Хлѣбъ и грамоту, хлѣбъ и правду, — вотъ что дайте, христіане-благотворители, грядущему поколѣнію нашего отечества. Слейте въ умѣ вашемъ мысль о тѣлесной пищѣ въ одно съ мыслію о пищѣ духовной; дайте ту и другую тѣмъ существамъ, которыя разрѣшили устами Спасителя вопросъ: «кто убо велій есть въ царствіи небесномъ», — и вы исполните завѣтъ Его лучше, чѣмъ раздавая пригоршнями милостыню встрѣчнымъ и поперечнымъ. Не безпокойтесь, что облагодѣтельствованные вами ученики приходской школы не будутъ подъ безпрестаннымъ надзоромъ вашимъ, какъ дѣти сиротскихъ училищъ, и, продолжая оставаться подъ вліяніемъ грубыхъ и закоренѣлыхъ въ предразсудкахъ родителей, не принесутъ тѣхъ плодовъ, которыхъ вы вправѣ были ожидать отъ вашего милосердія.

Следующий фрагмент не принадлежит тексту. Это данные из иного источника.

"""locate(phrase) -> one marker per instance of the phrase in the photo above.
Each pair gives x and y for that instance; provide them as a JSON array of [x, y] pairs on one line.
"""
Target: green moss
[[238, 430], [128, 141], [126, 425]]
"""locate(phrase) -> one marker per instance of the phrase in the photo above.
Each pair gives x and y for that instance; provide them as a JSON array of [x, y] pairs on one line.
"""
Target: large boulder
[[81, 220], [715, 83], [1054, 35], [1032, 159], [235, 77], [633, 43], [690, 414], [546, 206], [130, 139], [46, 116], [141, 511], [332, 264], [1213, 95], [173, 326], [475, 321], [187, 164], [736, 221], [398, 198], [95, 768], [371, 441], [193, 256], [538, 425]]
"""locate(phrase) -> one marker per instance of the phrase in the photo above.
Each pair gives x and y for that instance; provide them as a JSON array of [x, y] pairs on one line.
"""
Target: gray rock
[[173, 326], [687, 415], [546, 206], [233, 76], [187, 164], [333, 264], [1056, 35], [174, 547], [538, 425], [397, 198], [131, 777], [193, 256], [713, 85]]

Родительскій домъ, вмѣщая даже предразсудки и порокъ, не такъ вредно дѣйствуетъ на нравственность сына, какъ закрытое заведеніе, если порокъ и безнравственность прокрались въ него, подъ эгидою формы.
Накормите, одѣньте, обуйте бѣдныхъ приходскихъ школьниковъ, пошлите вашихъ женъ посмотрѣть за раздачею пищи и ея качествомъ, похлопочите о выборѣ и достаточномъ содержаніи педагога, и у васъ также явится свой Гольденблюмъ, и ваша приходская школа также переродится, какъ еврейская Талмудъ-Тора.